Re: [Announcement] "Exec Shield", new Linux security feature

Yoav Weiss (ml-lkml@unpatched.org)
Sun, 4 May 2003 19:20:24 +0300 (IDT)


> I looked at sys_iopl() and it seems to be checking if its param is
> > 3, so EBX on the stack must be 0x00000003 to set iopl to 3.

You're partially right.
I did miss the 'if (level > 3)' test because I was looking at Ingo's patch
rather than the whole function.
However, it doesn't have to be 3 because we don't really need to set iopl
to anything. As long as (level > old) is true, which, at this point would
be any param between 1 and 3, current->mm->context.exec_limit = 0xffffffff
will be executed. The attack won't rely on iopl level itself.
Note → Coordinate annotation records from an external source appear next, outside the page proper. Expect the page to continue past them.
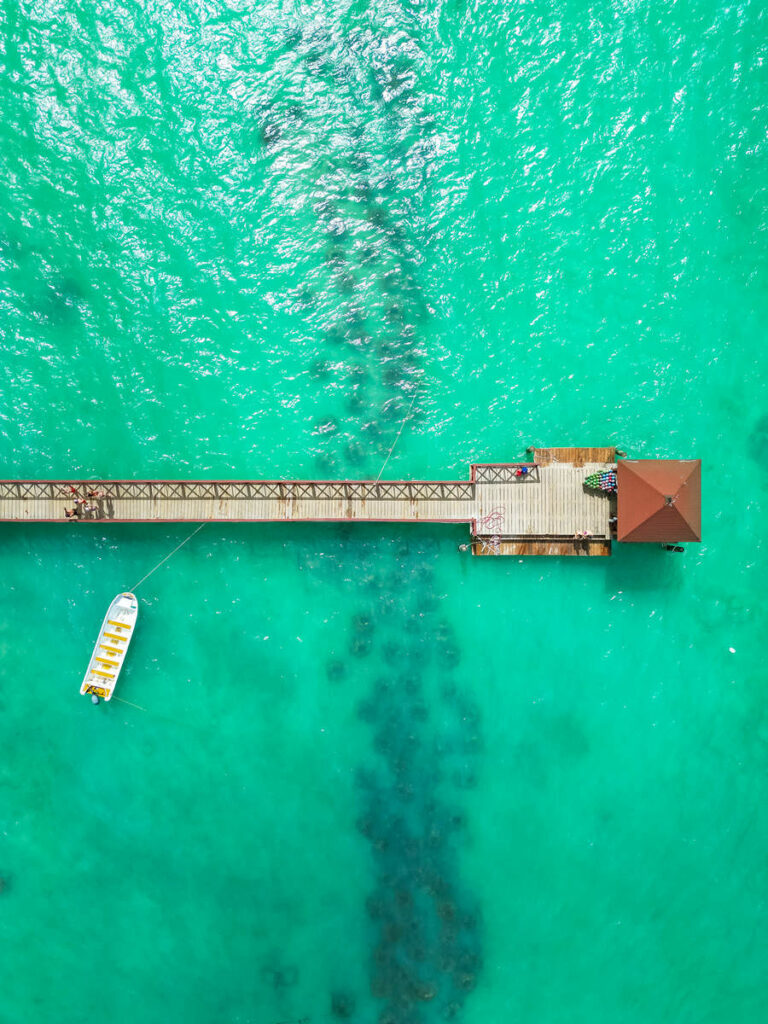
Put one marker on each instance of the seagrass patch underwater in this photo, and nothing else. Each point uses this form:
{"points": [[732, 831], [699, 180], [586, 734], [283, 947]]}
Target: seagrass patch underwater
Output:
{"points": [[356, 774]]}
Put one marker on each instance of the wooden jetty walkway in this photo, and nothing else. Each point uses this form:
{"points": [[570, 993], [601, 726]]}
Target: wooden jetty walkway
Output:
{"points": [[538, 512]]}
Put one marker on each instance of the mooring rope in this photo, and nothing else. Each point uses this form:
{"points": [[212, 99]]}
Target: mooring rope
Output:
{"points": [[137, 707], [163, 560], [404, 421]]}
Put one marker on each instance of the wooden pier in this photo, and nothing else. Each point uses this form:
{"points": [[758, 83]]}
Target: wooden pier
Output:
{"points": [[536, 512]]}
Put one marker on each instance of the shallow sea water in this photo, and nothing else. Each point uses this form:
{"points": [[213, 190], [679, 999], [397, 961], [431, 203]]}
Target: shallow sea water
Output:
{"points": [[369, 778]]}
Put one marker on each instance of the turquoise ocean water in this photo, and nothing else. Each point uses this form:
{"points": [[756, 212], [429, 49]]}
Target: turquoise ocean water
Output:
{"points": [[369, 778]]}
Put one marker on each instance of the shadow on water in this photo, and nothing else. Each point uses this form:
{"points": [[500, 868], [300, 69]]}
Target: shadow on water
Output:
{"points": [[642, 567]]}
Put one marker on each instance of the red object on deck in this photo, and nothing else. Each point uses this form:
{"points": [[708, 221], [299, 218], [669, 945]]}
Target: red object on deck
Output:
{"points": [[659, 500]]}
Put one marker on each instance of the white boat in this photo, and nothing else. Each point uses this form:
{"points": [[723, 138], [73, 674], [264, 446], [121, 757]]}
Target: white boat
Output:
{"points": [[109, 653]]}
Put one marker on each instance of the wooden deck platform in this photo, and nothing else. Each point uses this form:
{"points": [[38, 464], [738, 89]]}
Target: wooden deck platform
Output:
{"points": [[534, 513]]}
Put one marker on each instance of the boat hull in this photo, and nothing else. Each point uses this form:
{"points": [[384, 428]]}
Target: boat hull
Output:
{"points": [[110, 650]]}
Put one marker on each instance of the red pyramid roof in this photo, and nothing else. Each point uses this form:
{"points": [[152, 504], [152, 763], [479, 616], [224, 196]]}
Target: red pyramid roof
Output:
{"points": [[659, 500]]}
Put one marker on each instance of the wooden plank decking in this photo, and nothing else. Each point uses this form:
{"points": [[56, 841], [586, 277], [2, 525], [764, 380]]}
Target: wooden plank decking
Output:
{"points": [[535, 513]]}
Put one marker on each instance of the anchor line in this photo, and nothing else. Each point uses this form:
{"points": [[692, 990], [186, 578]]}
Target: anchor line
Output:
{"points": [[163, 560]]}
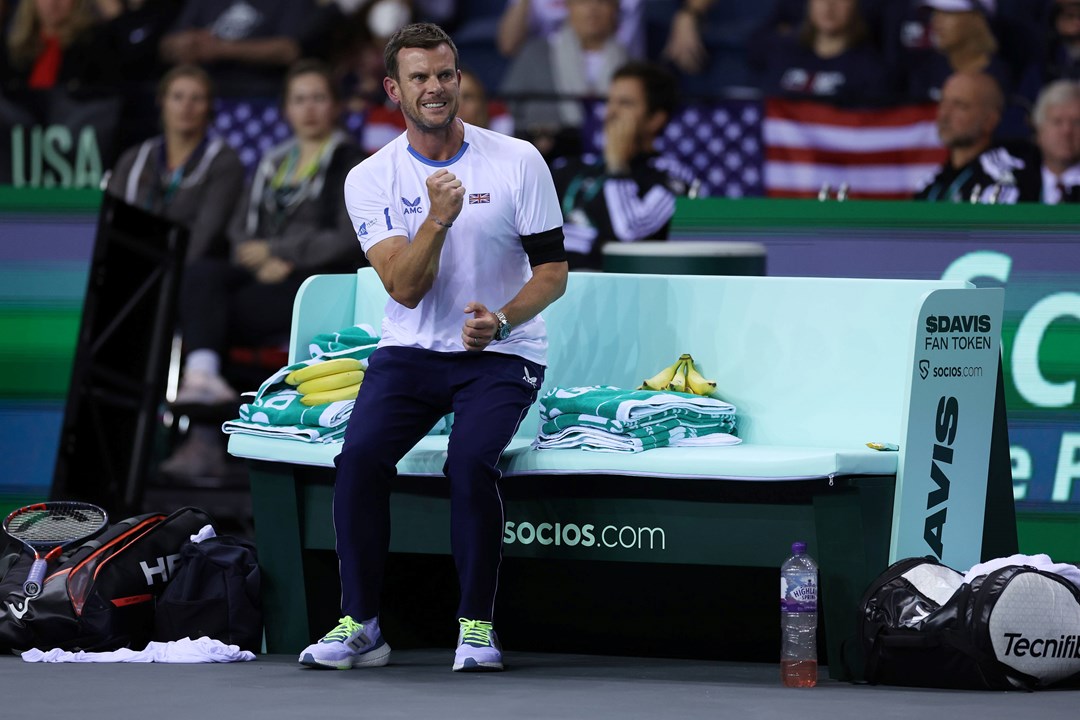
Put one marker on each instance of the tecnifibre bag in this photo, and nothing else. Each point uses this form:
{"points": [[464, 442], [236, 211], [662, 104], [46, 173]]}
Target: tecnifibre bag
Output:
{"points": [[1016, 627]]}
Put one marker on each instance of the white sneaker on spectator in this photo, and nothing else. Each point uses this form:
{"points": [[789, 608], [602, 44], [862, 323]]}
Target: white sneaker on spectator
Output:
{"points": [[202, 388]]}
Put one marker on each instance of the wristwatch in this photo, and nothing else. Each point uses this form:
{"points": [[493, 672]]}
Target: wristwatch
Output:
{"points": [[502, 331]]}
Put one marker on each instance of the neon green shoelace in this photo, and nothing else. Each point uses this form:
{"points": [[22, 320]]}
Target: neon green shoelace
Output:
{"points": [[346, 627], [475, 632]]}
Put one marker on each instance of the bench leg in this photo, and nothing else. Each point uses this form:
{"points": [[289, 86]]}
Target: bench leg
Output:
{"points": [[852, 527], [277, 507]]}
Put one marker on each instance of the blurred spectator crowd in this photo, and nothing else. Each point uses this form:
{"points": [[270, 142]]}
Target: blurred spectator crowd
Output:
{"points": [[543, 66]]}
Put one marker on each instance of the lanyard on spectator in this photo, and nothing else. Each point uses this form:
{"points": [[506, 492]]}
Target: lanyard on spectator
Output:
{"points": [[953, 187], [575, 187], [170, 180], [286, 173]]}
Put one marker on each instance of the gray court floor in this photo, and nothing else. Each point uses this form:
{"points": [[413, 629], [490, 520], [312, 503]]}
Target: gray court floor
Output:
{"points": [[418, 683]]}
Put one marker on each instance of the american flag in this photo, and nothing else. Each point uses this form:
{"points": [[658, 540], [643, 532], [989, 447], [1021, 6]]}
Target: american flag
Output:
{"points": [[880, 153]]}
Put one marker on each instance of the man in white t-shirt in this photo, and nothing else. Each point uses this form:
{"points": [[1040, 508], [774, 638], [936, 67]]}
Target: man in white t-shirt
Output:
{"points": [[464, 229]]}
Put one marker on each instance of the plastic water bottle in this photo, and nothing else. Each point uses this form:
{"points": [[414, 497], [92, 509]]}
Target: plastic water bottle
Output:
{"points": [[798, 619]]}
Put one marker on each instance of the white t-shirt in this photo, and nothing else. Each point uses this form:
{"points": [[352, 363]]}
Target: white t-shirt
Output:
{"points": [[509, 193]]}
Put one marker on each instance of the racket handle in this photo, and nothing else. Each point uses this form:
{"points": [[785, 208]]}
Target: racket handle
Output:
{"points": [[34, 584]]}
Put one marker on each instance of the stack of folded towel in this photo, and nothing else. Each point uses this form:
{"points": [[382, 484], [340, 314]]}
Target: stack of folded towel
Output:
{"points": [[609, 419], [278, 408]]}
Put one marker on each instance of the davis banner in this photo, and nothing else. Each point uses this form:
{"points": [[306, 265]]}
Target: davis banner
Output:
{"points": [[941, 481]]}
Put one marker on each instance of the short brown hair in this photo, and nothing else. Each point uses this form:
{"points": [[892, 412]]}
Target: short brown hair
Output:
{"points": [[426, 36], [310, 66], [192, 71]]}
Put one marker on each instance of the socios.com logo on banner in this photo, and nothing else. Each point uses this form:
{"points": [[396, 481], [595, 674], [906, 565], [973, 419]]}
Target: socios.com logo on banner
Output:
{"points": [[605, 538]]}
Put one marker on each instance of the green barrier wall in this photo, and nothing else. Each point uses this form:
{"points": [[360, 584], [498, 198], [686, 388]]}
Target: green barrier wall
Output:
{"points": [[46, 238], [1030, 250], [1033, 252]]}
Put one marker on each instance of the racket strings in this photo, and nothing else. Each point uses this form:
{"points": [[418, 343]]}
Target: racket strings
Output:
{"points": [[53, 526]]}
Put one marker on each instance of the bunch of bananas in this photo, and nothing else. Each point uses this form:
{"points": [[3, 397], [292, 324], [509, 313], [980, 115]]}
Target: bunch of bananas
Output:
{"points": [[327, 381], [680, 377]]}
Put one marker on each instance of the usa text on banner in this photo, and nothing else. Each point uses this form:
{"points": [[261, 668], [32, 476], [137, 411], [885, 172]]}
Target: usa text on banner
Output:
{"points": [[879, 153]]}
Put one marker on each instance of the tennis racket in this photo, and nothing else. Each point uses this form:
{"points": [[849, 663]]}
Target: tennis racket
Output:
{"points": [[48, 528]]}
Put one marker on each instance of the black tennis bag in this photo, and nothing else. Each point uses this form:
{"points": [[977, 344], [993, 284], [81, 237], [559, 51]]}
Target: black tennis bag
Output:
{"points": [[215, 593], [100, 595], [1016, 627]]}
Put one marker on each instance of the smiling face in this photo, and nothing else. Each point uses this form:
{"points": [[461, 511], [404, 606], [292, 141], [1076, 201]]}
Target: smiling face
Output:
{"points": [[427, 86], [53, 14], [309, 107], [628, 104], [1058, 134], [968, 111], [831, 17], [185, 106]]}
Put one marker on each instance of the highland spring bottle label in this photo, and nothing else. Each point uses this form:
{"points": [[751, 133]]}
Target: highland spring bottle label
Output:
{"points": [[798, 594]]}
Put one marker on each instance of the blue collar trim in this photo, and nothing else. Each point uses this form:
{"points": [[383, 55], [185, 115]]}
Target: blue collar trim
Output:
{"points": [[439, 163]]}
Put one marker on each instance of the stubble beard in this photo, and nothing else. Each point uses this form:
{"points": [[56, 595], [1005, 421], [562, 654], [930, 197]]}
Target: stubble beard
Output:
{"points": [[426, 126]]}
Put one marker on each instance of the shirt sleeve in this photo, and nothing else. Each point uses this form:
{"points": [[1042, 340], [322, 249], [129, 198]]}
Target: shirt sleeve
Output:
{"points": [[374, 217], [538, 207]]}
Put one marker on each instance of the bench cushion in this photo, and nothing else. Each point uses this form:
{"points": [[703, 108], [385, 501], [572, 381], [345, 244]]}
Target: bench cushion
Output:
{"points": [[747, 461]]}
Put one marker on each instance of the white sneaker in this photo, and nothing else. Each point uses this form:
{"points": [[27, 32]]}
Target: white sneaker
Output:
{"points": [[202, 388], [349, 644]]}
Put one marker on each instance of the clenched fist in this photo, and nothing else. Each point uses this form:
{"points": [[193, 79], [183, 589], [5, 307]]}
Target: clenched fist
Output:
{"points": [[445, 195]]}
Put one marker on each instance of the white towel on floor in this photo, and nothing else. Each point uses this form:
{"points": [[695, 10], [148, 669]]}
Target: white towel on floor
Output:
{"points": [[203, 650]]}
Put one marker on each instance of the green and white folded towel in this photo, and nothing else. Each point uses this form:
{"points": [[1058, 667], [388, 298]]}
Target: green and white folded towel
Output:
{"points": [[607, 419], [277, 411]]}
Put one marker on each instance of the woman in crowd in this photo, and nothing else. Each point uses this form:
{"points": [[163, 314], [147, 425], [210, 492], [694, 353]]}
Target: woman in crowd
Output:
{"points": [[54, 43], [828, 59], [289, 225], [962, 42], [184, 174]]}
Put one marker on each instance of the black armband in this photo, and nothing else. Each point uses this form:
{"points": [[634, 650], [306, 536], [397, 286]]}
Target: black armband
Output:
{"points": [[544, 246]]}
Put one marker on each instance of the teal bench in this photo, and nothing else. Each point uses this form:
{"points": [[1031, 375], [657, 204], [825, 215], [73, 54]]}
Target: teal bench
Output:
{"points": [[815, 368]]}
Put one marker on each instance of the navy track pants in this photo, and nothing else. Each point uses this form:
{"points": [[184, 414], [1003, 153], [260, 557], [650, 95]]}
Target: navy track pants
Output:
{"points": [[404, 393]]}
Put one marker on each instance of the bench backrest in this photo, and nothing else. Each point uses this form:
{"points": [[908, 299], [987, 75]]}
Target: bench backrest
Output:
{"points": [[813, 362]]}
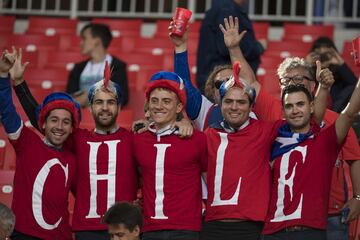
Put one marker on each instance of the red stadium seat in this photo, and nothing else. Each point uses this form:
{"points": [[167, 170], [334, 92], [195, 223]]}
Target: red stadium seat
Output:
{"points": [[162, 28], [6, 186], [65, 60], [122, 27], [307, 33], [285, 49], [52, 26], [7, 24], [261, 30]]}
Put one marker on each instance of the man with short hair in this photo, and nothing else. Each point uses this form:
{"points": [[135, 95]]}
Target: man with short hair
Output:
{"points": [[45, 170], [106, 170], [7, 221], [95, 40], [124, 221], [170, 166], [302, 167]]}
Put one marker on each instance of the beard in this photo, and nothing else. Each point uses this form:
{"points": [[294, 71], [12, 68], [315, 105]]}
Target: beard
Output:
{"points": [[104, 124]]}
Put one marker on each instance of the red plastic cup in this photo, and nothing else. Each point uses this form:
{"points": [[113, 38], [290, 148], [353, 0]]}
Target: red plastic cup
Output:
{"points": [[356, 51], [181, 19]]}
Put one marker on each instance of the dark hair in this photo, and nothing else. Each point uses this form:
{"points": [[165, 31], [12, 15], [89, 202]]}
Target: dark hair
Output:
{"points": [[293, 88], [323, 42], [124, 213], [210, 82], [99, 30]]}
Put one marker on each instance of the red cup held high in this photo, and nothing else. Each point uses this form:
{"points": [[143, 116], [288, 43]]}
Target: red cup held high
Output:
{"points": [[181, 19], [356, 51]]}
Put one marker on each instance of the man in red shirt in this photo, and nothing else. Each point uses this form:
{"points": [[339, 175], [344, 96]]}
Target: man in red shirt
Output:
{"points": [[45, 171], [106, 172], [302, 166], [296, 71], [170, 166]]}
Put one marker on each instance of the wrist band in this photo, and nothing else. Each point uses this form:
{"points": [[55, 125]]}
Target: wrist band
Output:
{"points": [[357, 197]]}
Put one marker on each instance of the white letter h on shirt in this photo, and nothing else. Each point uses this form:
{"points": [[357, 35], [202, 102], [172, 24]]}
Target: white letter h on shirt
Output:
{"points": [[94, 177]]}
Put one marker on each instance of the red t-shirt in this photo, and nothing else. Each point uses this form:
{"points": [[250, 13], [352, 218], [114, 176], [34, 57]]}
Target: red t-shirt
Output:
{"points": [[106, 173], [171, 168], [42, 182], [269, 108], [239, 177], [301, 183]]}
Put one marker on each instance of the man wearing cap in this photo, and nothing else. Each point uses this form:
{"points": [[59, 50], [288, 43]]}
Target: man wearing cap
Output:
{"points": [[45, 171], [106, 172], [170, 166]]}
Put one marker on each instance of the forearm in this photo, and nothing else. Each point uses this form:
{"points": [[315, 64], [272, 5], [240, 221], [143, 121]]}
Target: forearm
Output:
{"points": [[181, 68], [320, 103], [9, 117], [28, 102], [355, 176]]}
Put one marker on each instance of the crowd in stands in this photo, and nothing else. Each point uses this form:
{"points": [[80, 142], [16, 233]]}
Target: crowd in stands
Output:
{"points": [[237, 136]]}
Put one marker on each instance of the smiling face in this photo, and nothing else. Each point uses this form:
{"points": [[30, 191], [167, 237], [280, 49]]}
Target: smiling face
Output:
{"points": [[235, 107], [297, 111], [164, 106], [58, 126], [105, 110]]}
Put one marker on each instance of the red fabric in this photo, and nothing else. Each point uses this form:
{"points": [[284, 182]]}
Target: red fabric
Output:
{"points": [[268, 108], [310, 166], [184, 161], [32, 155], [62, 104], [125, 175], [247, 156]]}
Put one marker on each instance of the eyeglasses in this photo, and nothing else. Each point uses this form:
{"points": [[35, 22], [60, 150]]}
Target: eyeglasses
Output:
{"points": [[285, 81], [218, 83]]}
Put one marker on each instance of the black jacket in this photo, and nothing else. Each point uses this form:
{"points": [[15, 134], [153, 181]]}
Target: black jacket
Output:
{"points": [[118, 75]]}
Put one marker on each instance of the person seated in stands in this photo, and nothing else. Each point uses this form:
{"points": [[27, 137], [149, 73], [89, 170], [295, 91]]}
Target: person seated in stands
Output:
{"points": [[124, 221], [324, 49], [95, 40]]}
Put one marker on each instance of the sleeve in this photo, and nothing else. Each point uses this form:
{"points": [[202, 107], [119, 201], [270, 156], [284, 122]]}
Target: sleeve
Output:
{"points": [[28, 102], [9, 117], [193, 95], [351, 149], [119, 75], [267, 108], [203, 159]]}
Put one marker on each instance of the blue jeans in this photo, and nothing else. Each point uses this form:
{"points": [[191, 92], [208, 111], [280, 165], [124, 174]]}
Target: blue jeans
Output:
{"points": [[171, 235], [308, 234], [336, 230]]}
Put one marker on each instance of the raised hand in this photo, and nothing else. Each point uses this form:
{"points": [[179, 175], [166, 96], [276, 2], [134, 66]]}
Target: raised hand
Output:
{"points": [[180, 43], [18, 69], [7, 60], [324, 76], [232, 37]]}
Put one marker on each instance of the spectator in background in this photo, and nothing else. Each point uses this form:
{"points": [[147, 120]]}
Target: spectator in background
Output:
{"points": [[7, 221], [96, 38], [212, 50], [124, 221], [324, 49]]}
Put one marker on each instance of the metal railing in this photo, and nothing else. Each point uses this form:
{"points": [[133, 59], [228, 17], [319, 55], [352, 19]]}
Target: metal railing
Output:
{"points": [[308, 11]]}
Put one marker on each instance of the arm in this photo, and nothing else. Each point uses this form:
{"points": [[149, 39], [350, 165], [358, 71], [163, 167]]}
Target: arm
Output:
{"points": [[345, 119], [232, 39], [181, 67], [22, 91], [119, 75], [9, 117], [326, 80]]}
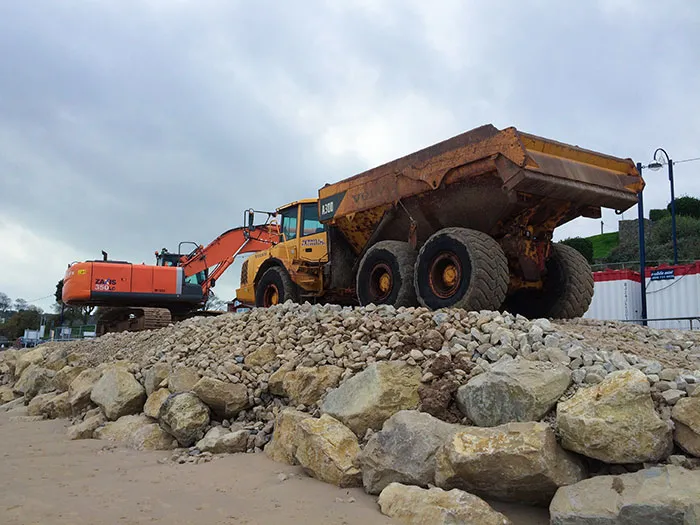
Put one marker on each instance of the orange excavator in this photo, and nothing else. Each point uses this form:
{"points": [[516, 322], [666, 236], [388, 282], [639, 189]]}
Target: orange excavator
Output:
{"points": [[143, 297]]}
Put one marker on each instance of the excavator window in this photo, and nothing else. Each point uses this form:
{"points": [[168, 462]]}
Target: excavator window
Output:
{"points": [[197, 278], [289, 223], [310, 223]]}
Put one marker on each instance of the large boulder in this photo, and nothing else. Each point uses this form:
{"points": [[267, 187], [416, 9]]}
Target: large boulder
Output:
{"points": [[81, 387], [404, 451], [686, 416], [306, 385], [155, 400], [26, 358], [417, 506], [511, 391], [34, 380], [57, 406], [372, 396], [182, 379], [615, 421], [37, 404], [519, 462], [185, 417], [286, 437], [221, 441], [7, 394], [65, 376], [136, 431], [328, 451], [225, 399], [86, 428], [261, 356], [118, 393], [666, 495], [275, 385], [154, 377]]}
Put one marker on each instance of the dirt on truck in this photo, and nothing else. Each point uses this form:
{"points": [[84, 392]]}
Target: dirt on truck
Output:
{"points": [[467, 222]]}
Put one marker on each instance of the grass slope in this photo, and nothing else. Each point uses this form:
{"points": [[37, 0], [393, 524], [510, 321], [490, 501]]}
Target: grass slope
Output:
{"points": [[603, 244]]}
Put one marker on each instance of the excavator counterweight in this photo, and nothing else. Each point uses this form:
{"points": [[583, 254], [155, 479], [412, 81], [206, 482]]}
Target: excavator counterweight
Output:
{"points": [[140, 296]]}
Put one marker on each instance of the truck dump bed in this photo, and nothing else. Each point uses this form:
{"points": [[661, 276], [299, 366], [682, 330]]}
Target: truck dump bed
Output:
{"points": [[484, 179]]}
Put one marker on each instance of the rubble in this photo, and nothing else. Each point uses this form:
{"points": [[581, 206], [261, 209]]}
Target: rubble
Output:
{"points": [[404, 451], [378, 395], [513, 390], [615, 421], [519, 462], [417, 506], [657, 495]]}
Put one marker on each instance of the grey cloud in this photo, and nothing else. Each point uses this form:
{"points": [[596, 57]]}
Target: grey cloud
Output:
{"points": [[138, 124]]}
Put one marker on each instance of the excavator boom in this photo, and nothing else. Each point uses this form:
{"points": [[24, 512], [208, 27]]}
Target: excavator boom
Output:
{"points": [[216, 257]]}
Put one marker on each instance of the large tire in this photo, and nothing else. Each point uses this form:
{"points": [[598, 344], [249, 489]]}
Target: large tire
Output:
{"points": [[567, 291], [275, 287], [385, 275], [461, 268]]}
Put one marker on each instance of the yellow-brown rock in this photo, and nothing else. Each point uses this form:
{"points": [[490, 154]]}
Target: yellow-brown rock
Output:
{"points": [[615, 421], [285, 438], [328, 451]]}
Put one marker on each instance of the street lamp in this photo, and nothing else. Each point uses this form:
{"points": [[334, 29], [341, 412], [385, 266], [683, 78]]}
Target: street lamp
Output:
{"points": [[658, 163]]}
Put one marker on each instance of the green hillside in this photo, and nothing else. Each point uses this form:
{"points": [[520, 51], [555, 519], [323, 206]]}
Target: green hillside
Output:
{"points": [[604, 244]]}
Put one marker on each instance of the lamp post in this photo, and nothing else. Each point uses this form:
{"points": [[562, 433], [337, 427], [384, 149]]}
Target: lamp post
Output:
{"points": [[642, 249], [658, 163]]}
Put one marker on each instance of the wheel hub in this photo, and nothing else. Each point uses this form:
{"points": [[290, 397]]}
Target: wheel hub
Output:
{"points": [[384, 283], [380, 282], [445, 274], [272, 296]]}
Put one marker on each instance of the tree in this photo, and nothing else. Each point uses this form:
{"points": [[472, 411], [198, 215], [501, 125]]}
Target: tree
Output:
{"points": [[21, 305], [5, 302], [687, 207], [657, 215], [584, 246]]}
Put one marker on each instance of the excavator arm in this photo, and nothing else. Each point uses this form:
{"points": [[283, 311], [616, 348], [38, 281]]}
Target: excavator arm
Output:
{"points": [[219, 254]]}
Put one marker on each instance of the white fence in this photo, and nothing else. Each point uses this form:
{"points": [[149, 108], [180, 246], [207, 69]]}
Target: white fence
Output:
{"points": [[672, 292]]}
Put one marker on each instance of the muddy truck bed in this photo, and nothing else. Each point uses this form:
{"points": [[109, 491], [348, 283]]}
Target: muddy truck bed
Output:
{"points": [[496, 190]]}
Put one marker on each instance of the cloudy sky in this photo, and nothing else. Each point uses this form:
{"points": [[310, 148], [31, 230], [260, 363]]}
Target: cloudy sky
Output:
{"points": [[129, 126]]}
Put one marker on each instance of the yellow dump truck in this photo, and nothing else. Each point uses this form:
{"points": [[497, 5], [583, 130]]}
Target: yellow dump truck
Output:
{"points": [[467, 222]]}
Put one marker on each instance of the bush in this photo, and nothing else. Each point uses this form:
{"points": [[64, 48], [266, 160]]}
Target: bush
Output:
{"points": [[687, 206], [657, 215], [584, 246]]}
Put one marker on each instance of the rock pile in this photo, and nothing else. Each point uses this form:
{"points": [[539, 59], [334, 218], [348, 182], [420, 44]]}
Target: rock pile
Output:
{"points": [[431, 410]]}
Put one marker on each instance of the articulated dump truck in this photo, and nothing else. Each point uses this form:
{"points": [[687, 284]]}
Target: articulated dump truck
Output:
{"points": [[467, 223]]}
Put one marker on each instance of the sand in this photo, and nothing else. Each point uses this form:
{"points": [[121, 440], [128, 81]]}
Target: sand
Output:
{"points": [[47, 479]]}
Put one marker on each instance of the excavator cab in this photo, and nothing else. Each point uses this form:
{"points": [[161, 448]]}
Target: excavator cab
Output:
{"points": [[165, 258]]}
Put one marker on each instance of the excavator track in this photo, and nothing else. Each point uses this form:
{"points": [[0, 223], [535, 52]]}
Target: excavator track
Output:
{"points": [[133, 319]]}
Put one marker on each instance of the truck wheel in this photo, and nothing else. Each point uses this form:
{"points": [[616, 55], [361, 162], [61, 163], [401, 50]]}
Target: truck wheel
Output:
{"points": [[567, 290], [274, 287], [385, 275], [461, 268]]}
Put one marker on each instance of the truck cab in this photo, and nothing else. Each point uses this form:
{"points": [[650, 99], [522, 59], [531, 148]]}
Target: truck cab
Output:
{"points": [[292, 268]]}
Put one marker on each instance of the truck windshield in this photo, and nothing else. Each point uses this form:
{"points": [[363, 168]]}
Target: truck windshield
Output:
{"points": [[310, 223], [289, 223]]}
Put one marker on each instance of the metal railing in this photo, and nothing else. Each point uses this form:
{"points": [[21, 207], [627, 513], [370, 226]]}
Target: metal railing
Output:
{"points": [[634, 265], [690, 320]]}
It just
uses iopl to set exec_limit to 0xffffffff so further shellcode can be
called. In order to exploit this, one would have to find an override
condition where EBX happens to be between 1 and 3. Tricky, but not as
hard as finding a condition where it points to a "/bin/sh" string :)
And once such call to iopl has been made, any standard shellcode can be
executed from anywhere in memory.

Anyway, as Ingo already said, this whole piece of code is going away on
the next version so we're off-topic now.

> Shouldnt it be like this?
>

Probably yes, but again - its not related to the potential hole I
described. I don't know why its defined like that, but maybe the
maintainer of iopl can enlighten us on that.